A Decentralised Autonomous Organisation (DAO) is an organisational structure where governance, decision-making, and treasury management are controlled by smart contract rules and token-holder voting rather than a centralised management team, board of directors, or legal entity. DAOs represent the most direct application of blockchain technology to organisational governance.
THE FUNDAMENTAL CONCEPT
In a traditional company, a CEO and board make decisions on behalf of shareholders and employees. In a DAO, the rules of the organisation are encoded in smart contracts on a blockchain, and any token holder can propose and vote on decisions. When a proposal passes, the smart contract executes it automatically no management approval required.
HOW DAOS WORK IN PRACTICE
Governance Tokens: Members hold governance tokens that represent voting power. Token distribution determines influence often weighted by holdings, though some DAOs use quadratic voting (diminishing returns for large holders) or one-person-one-vote systems.
Proposal Process: Any token holder above a minimum threshold submits a governance proposal could be a protocol parameter change, treasury fund allocation, new feature deployment, or partnership approval.

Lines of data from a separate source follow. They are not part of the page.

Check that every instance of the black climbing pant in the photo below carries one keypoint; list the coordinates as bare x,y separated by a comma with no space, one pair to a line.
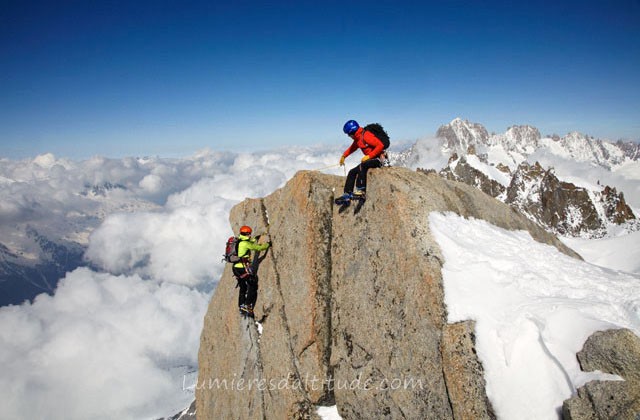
248,285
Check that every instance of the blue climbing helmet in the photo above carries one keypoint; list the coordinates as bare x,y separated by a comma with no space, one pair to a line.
350,127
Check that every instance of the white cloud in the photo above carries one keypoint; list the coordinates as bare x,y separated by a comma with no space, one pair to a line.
114,344
100,348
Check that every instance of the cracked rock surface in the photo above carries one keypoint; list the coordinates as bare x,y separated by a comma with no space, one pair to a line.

Voting Period: Token holders vote on-chain (recorded on blockchain) or off-chain via Snapshot (gasless signalling). A quorum and approval threshold must be met.
Execution: Approved proposals are executed automatically by the smart contract or a multi-signature wallet controlled by elected council members.
MAJOR DAO EXAMPLES
MakerDAO: Governs the DAI stablecoin system and Maker protocol one of the most complex and longest-running DAOs.
Uniswap DAO: Controls the $UNI treasury (billions of dollars) and protocol fee switches. Compound, Aave, Curve: All governed by their respective communities.
Nouns DAO: Auctions one NFT per day; proceeds fund community proposals.
ConstitutionDAO: Raised $47 million in days to (unsuccessfully) bid on a copy of the US Constitution.
LIMITATIONS
Voter apathy (most token holders don't vote), plutocracy risk (wealthy holders dominate), slow decision-making compared to companies, and legal uncertainty (DAOs lack formal legal recognition in most jurisdictions).